# Permanent Resident Permit application query



## iain79wmin (Mar 28, 2016)

Hello,

Further to an earlier post. When making my PRP application which I plan to make under 27 (g) as I have been married to an SA citizen for 4 years (living together for 7 years).

Do I still need a job offer or a business plan as part of the application?

My wife is planning to be self employed but my plans are a bit vague, managing uk property investments would make a small income but I plan to also look for employment once in SA.

Would I need something a bit more definite?

Thanks

Iain


----------



## LegalMan (Dec 26, 2012)

iain79wmin said:


> Hello,
> 
> Further to an earlier post. When making my PRP application which I plan to make under 27 (g) as I have been married to an SA citizen for 4 years (living together for 7 years).
> 
> ...


You may get this PR permit, but the Immigration Act says 5 years. That said, it is based on a permanent relationship and thus you don't need to prove anything else. Once you have PR, you're good to go. The issue is what visa you'll use while you wait for your PR permit to go through.


----------



## iain79wmin (Mar 28, 2016)

LegalMan said:


> You may get this PR permit, but the Immigration Act says 5 years. That said, it is based on a permanent relationship and thus you don't need to prove anything else. Once you have PR, you're good to go. The issue is what visa you'll use while you wait for your PR permit to go through.



Many thanks that is very useful - we plan to apply from the UK and only make the move to SA should I successfully get a permanent resident permit. We have owned a house / lived together in London for the last 6 years I was hoping this should be enough evidence of a permanent relationship. We will have been married for 5 years in July 2017 but ideally I did not want to wait until then to make the application. Is this wise?
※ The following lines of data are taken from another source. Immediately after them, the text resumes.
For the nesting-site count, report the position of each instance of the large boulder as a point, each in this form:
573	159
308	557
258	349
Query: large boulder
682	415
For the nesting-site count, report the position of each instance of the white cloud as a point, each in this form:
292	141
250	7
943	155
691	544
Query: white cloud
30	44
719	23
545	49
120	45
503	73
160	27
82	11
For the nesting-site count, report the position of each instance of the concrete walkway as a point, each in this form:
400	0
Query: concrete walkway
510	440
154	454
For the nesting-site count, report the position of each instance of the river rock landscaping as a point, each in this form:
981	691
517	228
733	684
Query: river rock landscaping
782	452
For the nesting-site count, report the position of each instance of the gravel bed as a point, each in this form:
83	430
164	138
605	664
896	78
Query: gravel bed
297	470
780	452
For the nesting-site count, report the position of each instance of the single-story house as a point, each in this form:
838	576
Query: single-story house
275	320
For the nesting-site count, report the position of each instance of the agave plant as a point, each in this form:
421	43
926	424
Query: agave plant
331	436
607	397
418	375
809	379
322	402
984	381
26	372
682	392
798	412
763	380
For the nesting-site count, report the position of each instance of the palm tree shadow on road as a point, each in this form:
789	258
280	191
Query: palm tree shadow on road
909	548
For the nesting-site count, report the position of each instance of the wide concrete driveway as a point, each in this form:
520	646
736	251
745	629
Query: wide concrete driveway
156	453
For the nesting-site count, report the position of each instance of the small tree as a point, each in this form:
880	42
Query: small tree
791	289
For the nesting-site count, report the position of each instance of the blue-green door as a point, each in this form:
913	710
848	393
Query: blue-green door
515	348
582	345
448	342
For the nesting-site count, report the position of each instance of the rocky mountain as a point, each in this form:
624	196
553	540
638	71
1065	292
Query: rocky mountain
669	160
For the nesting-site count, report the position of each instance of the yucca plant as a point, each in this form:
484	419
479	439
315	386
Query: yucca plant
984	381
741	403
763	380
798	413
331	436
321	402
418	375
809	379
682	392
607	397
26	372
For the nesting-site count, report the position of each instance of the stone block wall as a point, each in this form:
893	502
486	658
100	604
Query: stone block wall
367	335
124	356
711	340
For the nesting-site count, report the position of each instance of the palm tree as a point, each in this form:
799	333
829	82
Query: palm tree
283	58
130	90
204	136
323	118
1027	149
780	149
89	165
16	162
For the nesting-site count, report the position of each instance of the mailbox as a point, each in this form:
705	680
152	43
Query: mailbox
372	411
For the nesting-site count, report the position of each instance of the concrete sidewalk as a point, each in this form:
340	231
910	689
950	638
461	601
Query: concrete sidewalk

My wife jumped through many hoops to get her UK citizenship so I am prepared to do the same so we can start a life in SA.


----------



## LegalMan (Dec 26, 2012)

You can decide what you want to do in SA (what is your purpose: work, study, start a business) and then apply for a temporary residence visa based on being married to a SA citizen and then a Section 11(6) with the correct purpose. Then you can apply for PR later in 2017.


----------